Share Classes in Investment Funds and Fair Treatment of All Investors
The market for open-end and closed-end ordinary or alternative funds—Undertakings for Collective Investment in Transferable Securities (UCITS) and Alternative Investment Funds (AIFs)—has significantly grown in the US and, later, in Europe since the 1990s. One notable development in this market has been the offer of various classes of shares or units providing the investors with different rights. This practice, however, raises the issue of fair treatment of all unit- or shareholders. In the paper ‘Share Classes in Investment Funds and Fair Treatment of All Investors’, I discuss this issue and provide arguments in favour of preferential treatment in specific circumstances.
After reviewing the US and EU debate on share classes or preferential treatments in investment funds, the article focuses on the case—emerged in the Italian practice—of reserved AIFs issuing Class A and Class B shares, where Class A are granted preferential rights in the form of non-exposure to risk of losses (seniority privilege) and/or of a guaranteed minimum interest related to the nominal value of contributions (minimum interest privilege). In more detail, the seniority privilege implies that, if the net asset value (NAV) of the fund at T1 is lower than at T0, this will only impact on Class B shares aggregate value. Thanks to the minimum interest privilege, if the fund at T1 has yielded no returns (or a return lower than the minimum interest), the aggregate value of Class A shares will nevertheless increase by an amount equal to the minimum interest (eg 10% of the value of the contributions to the fund). In either case, the aggregate value of Class B shares is correspondingly reduced.
The paper analyses such preferential rights under the ‘non-contagion’ principle, according to which features specific to one share class shall not have a potentially adverse impact on other share classes of the same fund. According to ESMA (as well as IOSCO), such a principle is an expression of the broader fairness standard.

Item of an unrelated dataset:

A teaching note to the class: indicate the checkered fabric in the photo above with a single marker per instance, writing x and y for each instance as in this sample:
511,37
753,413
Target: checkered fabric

Applying the framework developed in earlier work of mine on equal treatment of shareholders, the paper argues that preferential treatment shall be permitted as long as it has the effect of increasing the overall welfare of the relevant fund’s investors: preferential treatment resulting in a wealth shift from one investor or class to another run against the ‘non-contagion’ principle and are therefore unfair. It follows that the two privileges are contrary to the non-contagion principle and hence, under Italian law, void (as contrasting with a mandatory provision of EU law).